Inflazione: aumentano prezzi di frutta e verdura, ma è colpa della stagione

Aumentano mediamente dello 0,6% i prezzi al consumo dei prodotti alimentari non lavorati, a novembre rispetto a ottobre, ma pesano i fattori di natura stagionale. Lo rileva Confagricoltura analizzando i dati provvisori dell’Istat sull’inflazione a novembre. In particolare, proprio  per il  cambio dei prodotti sui banchi e per l’arrivo delle primizie sul mercato, sono aumentati i prezzi della verdura (+2% rispetto al mese precedente), però su base annua i prezzi sono diminuiti del 4,4%; analoga situazione per la frutta, che aumenta dell’1,6%, ma segna una flessione a livello tendenziale  dell’1,3%. In evidenza anche il calo delle quotazioni del pesce di allevamento (-0,2% a livello congiunturale, -0,4% a livello tendenziale). A monte c’è la flessione delle quotazioni all’origine che stanno sopportando i prodotti delle campagne. Ad ottobre, rispetto a un anno fa, secondo i dati Ismea, si è avuta – osserva Confagricoltura – una diminuzione del 4%.

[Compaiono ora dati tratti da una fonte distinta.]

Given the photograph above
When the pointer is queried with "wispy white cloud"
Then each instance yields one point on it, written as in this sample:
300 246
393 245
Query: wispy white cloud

Le imprese agricole continuano a fronteggiare – conclude Confagricoltura – una situazione estremamente difficile, con cali di redditività critici per la tenuta del sistema e con ripercussioni anche sull’occupazione.

La Cia spera nel Natale – A novembre l’inflazione frena ai minimi da quattro anni e parte del merito va al forte rallentamento dei prezzi dei prodotti prettamente agricoli, come la verdura (-4,4 per cento annuo) e la frutta fresca (-1,3 per cento). Anche così, però, i consumi restano in territorio negativo: per colpa della crisi, gli italiani stanno risparmiando anche sul cibo, con un taglio della spesa alimentare che “vale” 2,5 miliardi l’anno. Lo afferma la Cia-Confederazione italiana agricoltori, in merito ai dati provvisori sui prezzi al consumo diffusi dall’Istat. Non si “salva” praticamente nessun prodotto agroalimentare dal crollo degli acquisti: costrette a risparmiare, le famiglie riducono di netto le quantità di pesce (-3,4 per cento) e  di carne rossa (-3,9 per cento), così come quelle di latte e derivati (-2,7 per cento) e di ortofrutta (-2 per cento) -spiega la Cia-. Inoltre, si rinuncia drasticamente all’uso dell’olio extravergine d’oliva (-8,8 per cento) e cominciano a diminuire pure i volumi di pasta (-1,2 per cento), mentre resiste l’altro alimento “povero” per eccellenza, cioè le uova (+1,8 per cento). Ora l’unica speranza di ridare un po’ di fiato ai consumi di cibo e bevande viene dalle prossime vacanze di Natale. Secondo le prime stime della Cia, non ci saranno ulteriori crolli a tavola, anzi: ben 8 italiani su 10 -evidenzia la Confederazione- non taglieranno il budget alimentare per il cenone della Vigilia e per il pranzo del 25 dicembre, preferendo risparmiare su regali e viaggi piuttosto che rinunciare alle tradizioni enogastronomiche.